I see a lot of stuff on Twitter — I absolutely refuse to call it 𝕏 — from advocates of a high-speed passenger rail service in the United States. My position is simple: if one of the private railroad companies wishes to build that high-speed passenger railroad, I absolutely support their right to spend their own money to do so. But the federal and state governments should stay out of it.

A lady — or so I judge her to be by her Twitter bio pic — styling herself “Hunter” from the United Kingdom posted the tweet to the left concerning a proposal for high speed rail (HSR) service in the United States, and I thought that I should document my experiences with HSR in France.

It was Saturday, September 7th, when we took the train from Toulouse to Ville de Nice. The travel time is 7 hours and 31 minutes on average, more than twice as long as flying. Driving distance is 560.6 kilometers, or 348.3 miles.

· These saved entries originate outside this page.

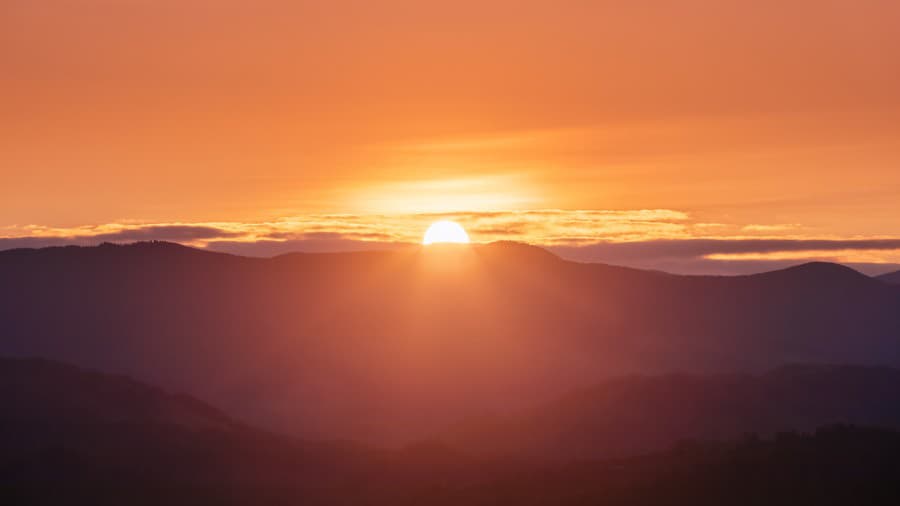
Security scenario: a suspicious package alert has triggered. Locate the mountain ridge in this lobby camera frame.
[0,243,900,444]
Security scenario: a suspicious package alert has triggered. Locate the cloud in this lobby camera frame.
[0,209,900,274]
[550,238,900,274]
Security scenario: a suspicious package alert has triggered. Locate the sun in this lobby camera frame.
[422,220,469,246]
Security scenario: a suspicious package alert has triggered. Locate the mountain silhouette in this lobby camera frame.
[0,242,900,444]
[0,359,900,506]
[440,365,900,460]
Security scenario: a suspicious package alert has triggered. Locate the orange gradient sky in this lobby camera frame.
[0,0,900,272]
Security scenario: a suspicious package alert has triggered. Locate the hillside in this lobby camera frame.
[0,243,900,444]
[439,365,900,461]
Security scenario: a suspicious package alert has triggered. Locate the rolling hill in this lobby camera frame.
[0,242,900,444]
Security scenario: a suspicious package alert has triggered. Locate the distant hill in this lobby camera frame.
[0,359,241,432]
[0,359,900,506]
[0,359,492,505]
[440,366,900,460]
[0,242,900,444]
[877,271,900,285]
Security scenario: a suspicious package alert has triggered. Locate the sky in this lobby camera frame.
[0,0,900,274]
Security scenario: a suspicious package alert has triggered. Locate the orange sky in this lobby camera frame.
[0,0,900,274]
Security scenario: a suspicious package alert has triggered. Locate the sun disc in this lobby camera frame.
[422,220,469,246]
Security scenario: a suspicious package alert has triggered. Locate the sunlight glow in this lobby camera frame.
[422,220,469,246]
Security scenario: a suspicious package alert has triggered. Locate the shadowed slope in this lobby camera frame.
[440,366,900,460]
[0,243,900,442]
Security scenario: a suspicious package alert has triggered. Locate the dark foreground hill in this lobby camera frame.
[0,243,900,443]
[440,365,900,461]
[0,359,490,505]
[0,360,900,506]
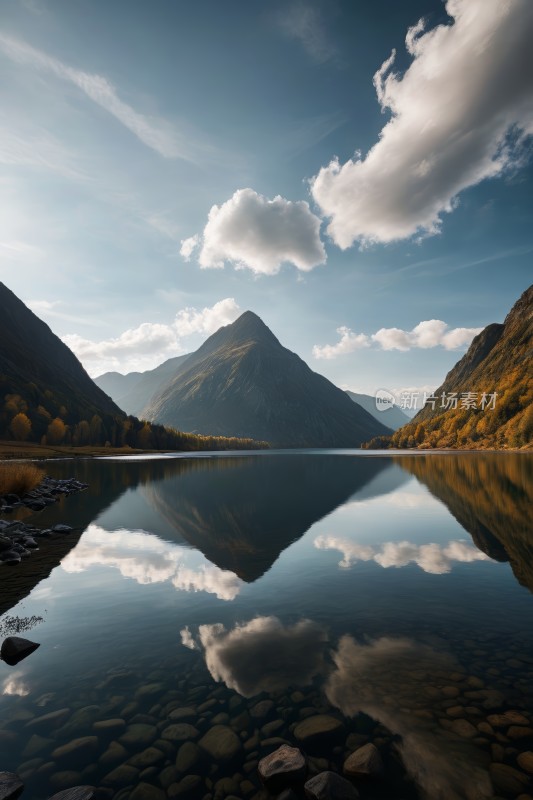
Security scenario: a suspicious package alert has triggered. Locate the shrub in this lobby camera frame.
[0,463,45,497]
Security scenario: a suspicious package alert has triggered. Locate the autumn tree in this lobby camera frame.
[9,411,31,442]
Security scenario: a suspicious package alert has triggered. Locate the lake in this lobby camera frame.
[0,451,533,800]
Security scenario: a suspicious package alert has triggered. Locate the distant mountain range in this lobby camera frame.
[346,391,411,431]
[96,311,391,447]
[368,286,533,449]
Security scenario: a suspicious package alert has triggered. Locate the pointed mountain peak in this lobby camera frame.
[221,311,279,344]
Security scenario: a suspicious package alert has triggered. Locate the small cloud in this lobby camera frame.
[276,2,337,64]
[180,233,200,261]
[198,189,326,275]
[311,0,533,249]
[313,319,483,359]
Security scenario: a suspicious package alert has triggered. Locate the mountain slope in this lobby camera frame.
[369,286,533,449]
[94,353,189,417]
[0,283,124,438]
[143,311,390,447]
[346,391,411,431]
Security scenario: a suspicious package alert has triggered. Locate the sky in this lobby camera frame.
[0,0,533,404]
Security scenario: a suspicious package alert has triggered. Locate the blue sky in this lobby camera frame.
[0,0,533,400]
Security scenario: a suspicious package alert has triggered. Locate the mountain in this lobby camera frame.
[0,283,125,438]
[368,286,533,449]
[139,311,390,447]
[94,353,189,417]
[346,391,411,431]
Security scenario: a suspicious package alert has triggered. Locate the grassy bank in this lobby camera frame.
[0,464,45,497]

How fast does the train run? At the points in which the rail line ran parallel with the highway, I could see that the train was moving faster than the cars on the road, and French highways have speed limits of 110 KPH (68.35 MPH) or 130 KPH (80.78 MPH), but I cannot say for certain what the speed limits were on the roads I saw. Doing the math, covering 560 kilometers in 7½ hours gives an average speed of 74.67 KPH, no faster than driving. In driving, you have your vehicle door-to-door, and are not left station-to-station.

The reason is obvious: like “Hunter’s” map above, the train between Toulouse and Ville de Nice had several stops along the route. I didn’t actually count them, but it seemed to have been around eight stops.

We took a HSR train from Firenze (Florence) to Venezia (Venice) in July of 2016. Unlike the train in France, which had older cars, the one in Italy was new, and had a speed indicator in the passenger cars. The highest I remember seeing was 225 KPH (139.81 MPH), which is a pretty good clip, but that train as well had stops along the route.

The HSR advocates are nice enough people, but let’s tell the truth here: they are all urbanites, with the concerns and cultures of densely populated urban areas. That the United States is physically different from Europe doesn’t seem to make much of an impact on their thinking, but we have vast, vast areas of land with very few people in it. Population densities west of the Mississippi River drop off dramatically until you get to the left coast, and even east of our great river, densities are not that high until you get close to the east coast. Here in the Bluegrass State, our third largest city, Bowling Green, has a population far below 100,000, estimated to be 76,212 in 2023. Eastern Kentucky, in the Appalachian Mountains, is populated by small farms and tiny towns. The high speed rail systems the advocate want, the systems they liked in Europe, are mostly inappropriate for a country which is as spread out as the United States.